Organized religion -- fooey.

I gave up submitting to organized religion years ago. I maintain a religious affiliation mainly to please my wife and family (and to be honest, if the dues go any higher, they can kiss my ass altogether).

Quite frankly, I don't need an intermediary to tell me how God wants me to live my life. That seems fairly obvious.

And that's why I'm not getting involved in the argument over here.

My take is this: If you live in this country, are of ANY religion, and you mean this country harm, you need to be locked away or sent back where you came from. But we don't need to lock up your wife, children, and the rest of your community just because YOU are a racist, fascist nutbag bent on killing as many infidels as possible before turning the gun on yourself or being killed ("martyred") by other infidels.

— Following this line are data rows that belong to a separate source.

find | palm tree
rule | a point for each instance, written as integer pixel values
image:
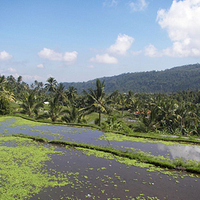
(72, 115)
(51, 85)
(30, 103)
(55, 108)
(71, 94)
(60, 93)
(96, 100)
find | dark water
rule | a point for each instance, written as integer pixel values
(101, 178)
(110, 179)
(90, 136)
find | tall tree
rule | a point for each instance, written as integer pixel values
(96, 100)
(51, 85)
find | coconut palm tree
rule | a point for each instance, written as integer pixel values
(51, 85)
(30, 103)
(96, 100)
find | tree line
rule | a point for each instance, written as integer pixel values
(175, 113)
(166, 81)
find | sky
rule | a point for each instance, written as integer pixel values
(76, 40)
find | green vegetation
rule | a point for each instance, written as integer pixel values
(23, 173)
(167, 81)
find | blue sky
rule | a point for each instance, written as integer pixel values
(82, 40)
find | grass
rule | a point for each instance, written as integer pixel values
(190, 166)
(158, 161)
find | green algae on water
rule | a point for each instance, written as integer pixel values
(22, 169)
(120, 138)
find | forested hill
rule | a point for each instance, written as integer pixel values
(167, 81)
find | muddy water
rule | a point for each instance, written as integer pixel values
(101, 178)
(89, 136)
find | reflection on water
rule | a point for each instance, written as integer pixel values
(90, 136)
(188, 152)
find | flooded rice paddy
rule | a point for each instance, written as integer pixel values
(41, 171)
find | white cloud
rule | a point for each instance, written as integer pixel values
(4, 56)
(105, 58)
(29, 78)
(40, 66)
(122, 44)
(182, 22)
(151, 51)
(90, 66)
(11, 70)
(50, 54)
(136, 53)
(138, 5)
(70, 56)
(110, 3)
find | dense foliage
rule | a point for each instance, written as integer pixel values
(167, 81)
(174, 113)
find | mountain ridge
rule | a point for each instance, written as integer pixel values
(166, 81)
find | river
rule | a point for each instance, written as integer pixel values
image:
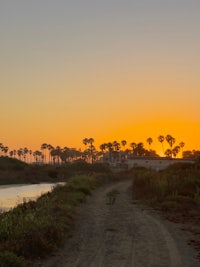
(12, 195)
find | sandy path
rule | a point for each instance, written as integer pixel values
(122, 235)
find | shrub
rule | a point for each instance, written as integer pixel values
(9, 259)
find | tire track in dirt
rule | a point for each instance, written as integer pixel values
(122, 235)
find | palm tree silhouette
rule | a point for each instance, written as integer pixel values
(124, 142)
(161, 139)
(44, 147)
(149, 141)
(181, 144)
(133, 146)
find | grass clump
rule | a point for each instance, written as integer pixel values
(176, 188)
(8, 259)
(37, 228)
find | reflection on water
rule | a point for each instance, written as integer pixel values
(12, 195)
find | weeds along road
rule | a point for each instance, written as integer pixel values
(122, 235)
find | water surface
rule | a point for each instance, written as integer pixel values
(12, 195)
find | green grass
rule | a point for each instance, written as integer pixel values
(37, 228)
(176, 188)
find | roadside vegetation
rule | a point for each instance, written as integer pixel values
(175, 192)
(37, 228)
(14, 171)
(176, 188)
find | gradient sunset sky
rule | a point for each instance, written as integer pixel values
(107, 69)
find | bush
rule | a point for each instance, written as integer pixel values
(9, 259)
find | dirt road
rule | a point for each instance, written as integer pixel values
(122, 235)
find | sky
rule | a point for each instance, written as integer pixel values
(109, 69)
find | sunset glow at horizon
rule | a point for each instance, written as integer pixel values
(110, 70)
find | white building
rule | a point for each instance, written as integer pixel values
(155, 163)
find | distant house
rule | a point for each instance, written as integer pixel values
(155, 163)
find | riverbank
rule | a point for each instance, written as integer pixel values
(37, 228)
(119, 233)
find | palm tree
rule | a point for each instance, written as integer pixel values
(50, 148)
(85, 142)
(25, 152)
(181, 144)
(133, 146)
(171, 140)
(90, 141)
(168, 153)
(110, 150)
(116, 145)
(20, 153)
(124, 142)
(175, 151)
(44, 147)
(149, 141)
(161, 139)
(5, 150)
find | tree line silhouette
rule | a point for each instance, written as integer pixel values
(110, 151)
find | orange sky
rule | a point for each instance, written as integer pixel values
(110, 70)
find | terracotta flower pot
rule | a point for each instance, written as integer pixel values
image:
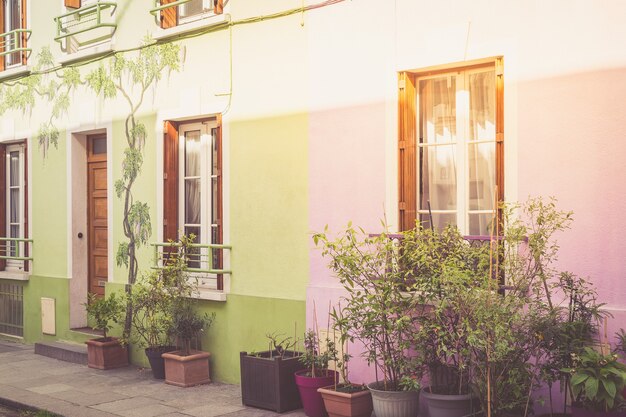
(106, 353)
(311, 399)
(346, 404)
(157, 363)
(187, 371)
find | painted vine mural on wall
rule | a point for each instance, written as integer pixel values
(130, 77)
(51, 84)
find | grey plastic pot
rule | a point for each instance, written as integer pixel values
(394, 403)
(443, 405)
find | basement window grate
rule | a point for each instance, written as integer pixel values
(12, 309)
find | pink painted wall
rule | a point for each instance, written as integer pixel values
(565, 83)
(572, 146)
(346, 159)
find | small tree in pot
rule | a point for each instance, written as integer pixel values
(105, 352)
(267, 377)
(316, 373)
(187, 367)
(380, 313)
(153, 298)
(345, 399)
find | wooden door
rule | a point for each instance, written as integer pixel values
(97, 213)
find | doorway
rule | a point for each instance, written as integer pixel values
(97, 226)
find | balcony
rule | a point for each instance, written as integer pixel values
(204, 263)
(13, 49)
(179, 17)
(88, 26)
(15, 258)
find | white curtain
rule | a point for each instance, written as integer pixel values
(192, 178)
(481, 156)
(438, 163)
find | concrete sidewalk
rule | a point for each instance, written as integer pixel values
(77, 391)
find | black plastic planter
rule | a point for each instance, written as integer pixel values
(267, 381)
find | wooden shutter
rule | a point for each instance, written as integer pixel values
(407, 165)
(3, 205)
(220, 216)
(500, 128)
(169, 16)
(25, 191)
(218, 6)
(72, 4)
(2, 5)
(23, 34)
(170, 182)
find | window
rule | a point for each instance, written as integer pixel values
(193, 189)
(13, 222)
(188, 11)
(450, 147)
(12, 20)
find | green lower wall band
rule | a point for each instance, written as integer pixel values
(241, 324)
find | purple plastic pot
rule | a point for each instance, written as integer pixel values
(312, 401)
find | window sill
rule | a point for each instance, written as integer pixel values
(87, 53)
(15, 275)
(185, 28)
(210, 295)
(15, 72)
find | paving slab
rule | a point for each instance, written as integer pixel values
(72, 390)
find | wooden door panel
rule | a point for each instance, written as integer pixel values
(100, 237)
(100, 179)
(99, 210)
(97, 223)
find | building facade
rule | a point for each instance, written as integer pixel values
(260, 122)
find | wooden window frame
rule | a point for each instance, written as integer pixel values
(171, 185)
(407, 133)
(24, 36)
(24, 199)
(170, 17)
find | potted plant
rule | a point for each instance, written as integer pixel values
(597, 382)
(316, 374)
(186, 367)
(443, 269)
(267, 377)
(152, 299)
(152, 320)
(380, 313)
(345, 399)
(106, 352)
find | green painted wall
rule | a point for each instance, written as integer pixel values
(48, 228)
(269, 206)
(144, 190)
(58, 289)
(241, 324)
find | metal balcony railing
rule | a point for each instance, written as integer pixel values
(201, 258)
(158, 8)
(16, 249)
(86, 19)
(14, 41)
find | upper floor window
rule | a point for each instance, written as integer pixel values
(13, 33)
(185, 11)
(14, 210)
(451, 168)
(85, 24)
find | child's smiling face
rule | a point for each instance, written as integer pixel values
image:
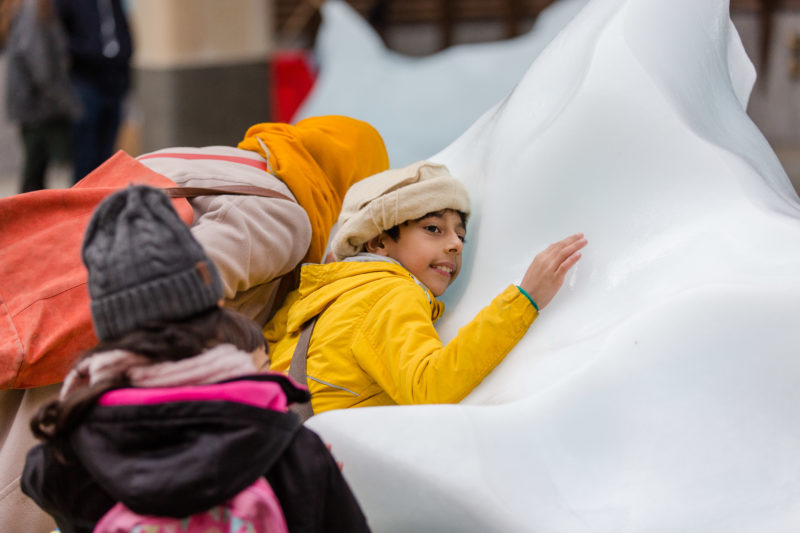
(430, 248)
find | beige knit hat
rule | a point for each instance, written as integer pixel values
(392, 197)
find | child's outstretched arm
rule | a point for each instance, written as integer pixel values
(546, 273)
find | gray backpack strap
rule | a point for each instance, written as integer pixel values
(297, 368)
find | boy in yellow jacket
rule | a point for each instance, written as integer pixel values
(399, 244)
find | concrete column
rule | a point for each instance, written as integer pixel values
(201, 69)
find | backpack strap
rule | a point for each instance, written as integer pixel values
(298, 368)
(236, 190)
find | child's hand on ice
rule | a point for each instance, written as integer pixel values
(548, 269)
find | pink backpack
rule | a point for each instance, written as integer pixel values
(254, 510)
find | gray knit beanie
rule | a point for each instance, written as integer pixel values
(144, 264)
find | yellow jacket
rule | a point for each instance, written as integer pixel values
(375, 343)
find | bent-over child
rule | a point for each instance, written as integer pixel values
(399, 244)
(167, 416)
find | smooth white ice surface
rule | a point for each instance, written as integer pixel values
(660, 391)
(418, 104)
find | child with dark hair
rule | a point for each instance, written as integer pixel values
(368, 318)
(167, 415)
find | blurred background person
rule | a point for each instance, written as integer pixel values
(100, 48)
(38, 94)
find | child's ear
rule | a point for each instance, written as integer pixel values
(376, 246)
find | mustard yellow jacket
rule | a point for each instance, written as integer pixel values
(375, 343)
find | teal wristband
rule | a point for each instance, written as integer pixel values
(528, 296)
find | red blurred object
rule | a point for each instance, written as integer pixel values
(292, 78)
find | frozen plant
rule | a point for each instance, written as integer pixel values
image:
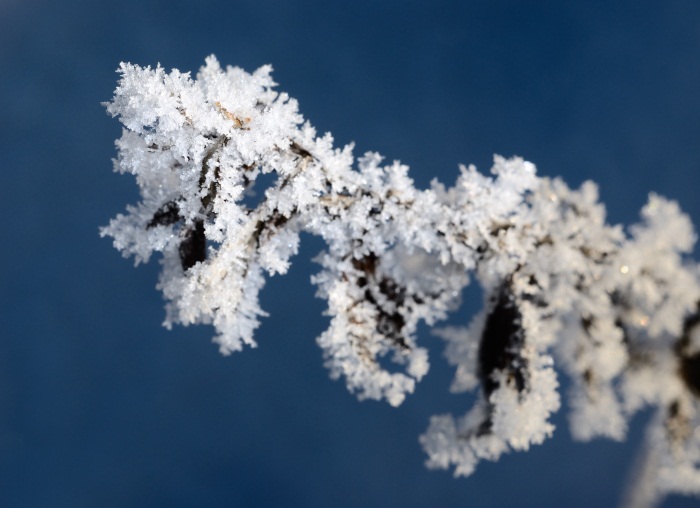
(564, 292)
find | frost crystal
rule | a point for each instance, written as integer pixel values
(618, 313)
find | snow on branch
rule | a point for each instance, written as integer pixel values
(565, 292)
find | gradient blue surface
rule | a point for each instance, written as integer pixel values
(100, 406)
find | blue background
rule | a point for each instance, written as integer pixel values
(100, 406)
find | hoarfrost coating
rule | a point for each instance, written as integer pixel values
(617, 312)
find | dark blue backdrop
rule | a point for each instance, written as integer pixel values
(100, 406)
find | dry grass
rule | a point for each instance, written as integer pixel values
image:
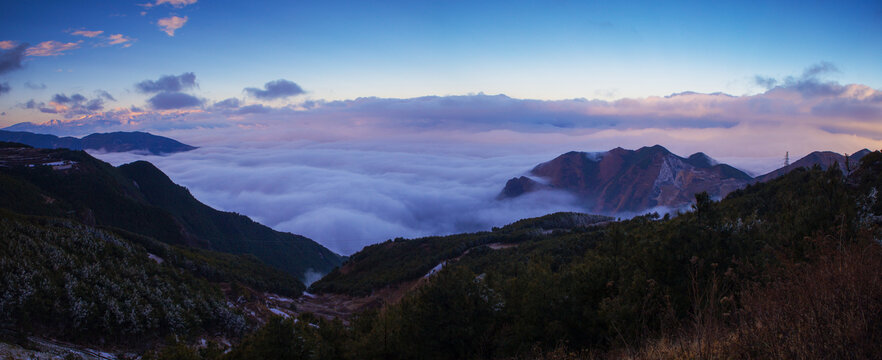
(830, 308)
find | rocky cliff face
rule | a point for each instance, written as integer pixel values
(622, 180)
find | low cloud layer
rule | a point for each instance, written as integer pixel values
(350, 196)
(171, 24)
(173, 100)
(11, 56)
(168, 83)
(277, 89)
(71, 106)
(52, 48)
(350, 173)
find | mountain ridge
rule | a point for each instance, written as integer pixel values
(119, 141)
(621, 180)
(139, 198)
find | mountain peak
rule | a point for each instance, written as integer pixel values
(701, 160)
(111, 142)
(631, 180)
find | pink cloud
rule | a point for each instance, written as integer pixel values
(51, 48)
(119, 39)
(175, 3)
(87, 33)
(170, 24)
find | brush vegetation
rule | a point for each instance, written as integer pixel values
(785, 269)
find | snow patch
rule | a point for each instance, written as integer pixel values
(436, 269)
(594, 156)
(279, 312)
(153, 257)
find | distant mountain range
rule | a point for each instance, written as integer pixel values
(622, 180)
(110, 142)
(139, 198)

And yes, I have read the Koran, and it's a piece of supremacist crap that would have benefitted from a couple of centuries of redaction by learned scholars like the Hebrew Bible did -- if that was what Islamic scholars really wanted. And of course it wasn't, because they knew which side their bread was buttered on. (The only reason the Rabbis redacted what they had into the Tanach was because after they got their asses kicked by the Babylonians, it wasn't politic to top it the master race in the region anymore. But you'll note that they did leave in the historic ethnic cleansing bits, just so the Jews wouldn't forget that they were once pretty damn mighty.)

The problem we have in this country is an unwillingness to call a spade a spade. It's becoming more and more clear that this idiot at Fort Hood was clearly moved by his religion to do what he did. But it is the act that needs to be punished, not the underlying structure of belief. Contra Og, there are non-nutbag Muslims in this country who see the way differently than their more violent and unstable co-religionists, but even that isn't the point.

The point is that at any number of points along the way, Nidal Malik Hasan could have been stopped cold. Any number of people had noted signs of his instability. There was evidence that he was in contact with Al Qaeda, but nobody who knew seemed to want to do anything about it (unless perhaps they were using the knowledge to build a wider, more comprehensive case). The fact that he wasn't stopped indicates more of a problem on the enforcement side than it does on the infraction side.

It's easy to blame the man who killed the people while shouting "Allahu Akbar!". It's not nearly as easy to blame ourselves for not reacting to the obvious signs before he had the chance to run amok. When we figure out that we really, really need to do the latter, then maybe we can do the former.

Comments are not enabled. This is my opinion. Live with it.